Survival Against Oblivion

Prints were dynamited in WWI stock drives, and for decades the only evidence was a frayed distribution catalogue in Pécs. Yet the 2019 4-pin restoration from the Hungarian Film Archive—funded by EU archivists who understood that national wounds must be visible to heal—reveals textures once thought myth: the glint of rain on Sarah’s prison garb, the tremor in Nick’s cufflink fingers when he realizes love has a social tariff.

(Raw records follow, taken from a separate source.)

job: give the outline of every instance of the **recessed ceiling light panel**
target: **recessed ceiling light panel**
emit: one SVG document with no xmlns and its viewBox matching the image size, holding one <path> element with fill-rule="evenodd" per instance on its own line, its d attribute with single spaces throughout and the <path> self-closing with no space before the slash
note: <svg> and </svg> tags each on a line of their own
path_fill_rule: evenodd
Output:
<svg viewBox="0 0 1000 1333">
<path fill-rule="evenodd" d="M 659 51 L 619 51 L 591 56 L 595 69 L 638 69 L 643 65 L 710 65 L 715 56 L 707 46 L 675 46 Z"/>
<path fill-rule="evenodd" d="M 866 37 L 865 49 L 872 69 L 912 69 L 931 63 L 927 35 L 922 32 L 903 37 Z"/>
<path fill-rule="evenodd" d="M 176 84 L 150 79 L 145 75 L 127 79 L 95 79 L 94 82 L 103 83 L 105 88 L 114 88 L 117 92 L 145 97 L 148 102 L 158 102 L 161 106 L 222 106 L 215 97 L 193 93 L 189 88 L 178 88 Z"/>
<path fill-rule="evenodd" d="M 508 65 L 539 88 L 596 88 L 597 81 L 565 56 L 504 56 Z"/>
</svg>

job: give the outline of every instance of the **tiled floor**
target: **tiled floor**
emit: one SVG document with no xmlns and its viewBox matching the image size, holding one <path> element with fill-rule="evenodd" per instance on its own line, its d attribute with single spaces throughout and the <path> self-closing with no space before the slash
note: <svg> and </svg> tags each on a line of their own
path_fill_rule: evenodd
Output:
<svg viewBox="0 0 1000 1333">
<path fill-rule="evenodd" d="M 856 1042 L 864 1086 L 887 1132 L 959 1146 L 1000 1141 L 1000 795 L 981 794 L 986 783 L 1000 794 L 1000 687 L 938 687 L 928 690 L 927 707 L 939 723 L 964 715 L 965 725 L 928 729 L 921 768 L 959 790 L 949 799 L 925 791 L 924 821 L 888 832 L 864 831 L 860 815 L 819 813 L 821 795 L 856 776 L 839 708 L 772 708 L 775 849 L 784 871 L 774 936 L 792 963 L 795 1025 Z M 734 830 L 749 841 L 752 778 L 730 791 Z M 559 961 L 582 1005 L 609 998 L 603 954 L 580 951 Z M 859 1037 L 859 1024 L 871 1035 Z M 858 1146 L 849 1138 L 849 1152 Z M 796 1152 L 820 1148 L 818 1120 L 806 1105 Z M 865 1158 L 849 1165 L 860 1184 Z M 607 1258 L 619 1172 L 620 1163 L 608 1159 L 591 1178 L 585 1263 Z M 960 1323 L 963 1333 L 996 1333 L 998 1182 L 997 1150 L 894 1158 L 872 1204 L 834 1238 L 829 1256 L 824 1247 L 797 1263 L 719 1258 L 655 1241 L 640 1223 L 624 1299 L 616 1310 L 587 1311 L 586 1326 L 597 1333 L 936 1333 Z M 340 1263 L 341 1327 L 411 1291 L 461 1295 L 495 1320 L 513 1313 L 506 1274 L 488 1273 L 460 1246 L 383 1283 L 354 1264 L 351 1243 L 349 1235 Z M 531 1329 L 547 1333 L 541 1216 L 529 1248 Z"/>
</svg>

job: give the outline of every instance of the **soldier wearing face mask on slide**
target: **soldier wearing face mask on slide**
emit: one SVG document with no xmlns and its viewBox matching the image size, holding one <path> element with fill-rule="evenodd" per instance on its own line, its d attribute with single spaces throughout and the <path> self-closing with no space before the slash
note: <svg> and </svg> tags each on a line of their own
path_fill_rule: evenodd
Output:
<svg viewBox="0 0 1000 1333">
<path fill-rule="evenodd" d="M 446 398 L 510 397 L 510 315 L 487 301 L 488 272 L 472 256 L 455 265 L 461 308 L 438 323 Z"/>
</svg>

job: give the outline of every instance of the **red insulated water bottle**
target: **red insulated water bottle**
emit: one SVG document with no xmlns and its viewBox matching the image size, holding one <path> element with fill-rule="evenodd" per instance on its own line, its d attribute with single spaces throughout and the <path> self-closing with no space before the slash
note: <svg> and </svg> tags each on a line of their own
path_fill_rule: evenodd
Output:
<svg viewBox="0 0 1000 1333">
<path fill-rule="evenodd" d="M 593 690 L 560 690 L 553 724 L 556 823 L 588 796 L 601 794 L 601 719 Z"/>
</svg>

Sound of Silence: Scoring the Void

Contemporary screenings often pair the film with László Hortobágyi’s microtonal lute loops, a choice that amplifies the story’s Balkan dread. I prefer the purist route—no accompanist, only the rustle of modern spectators squirming at the recognition that 1914 already knew how viciously class could devour mercy.

Final Reckoning

Does the film end in redemption? Hardly. Mother and daughter exit toward an uncertain dawn, their silhouettes swallowed by urban smog, while behind them the manor lights flicker back on, oblivion reinstated. It is this refusal to console that places The Undesirable in the pantheon next to The Padre and leagues above the comedic fizz of The Brass Bottle. Seek it out in 4K, let the sepine nitrate ghosts corrode your certainties, and emerge newly fluent in the language of cinematic disquiet.

Verdict: a transfixing artifact whose jagged emotional shrapnel feels, terrifyingly, like tomorrow’s headlines.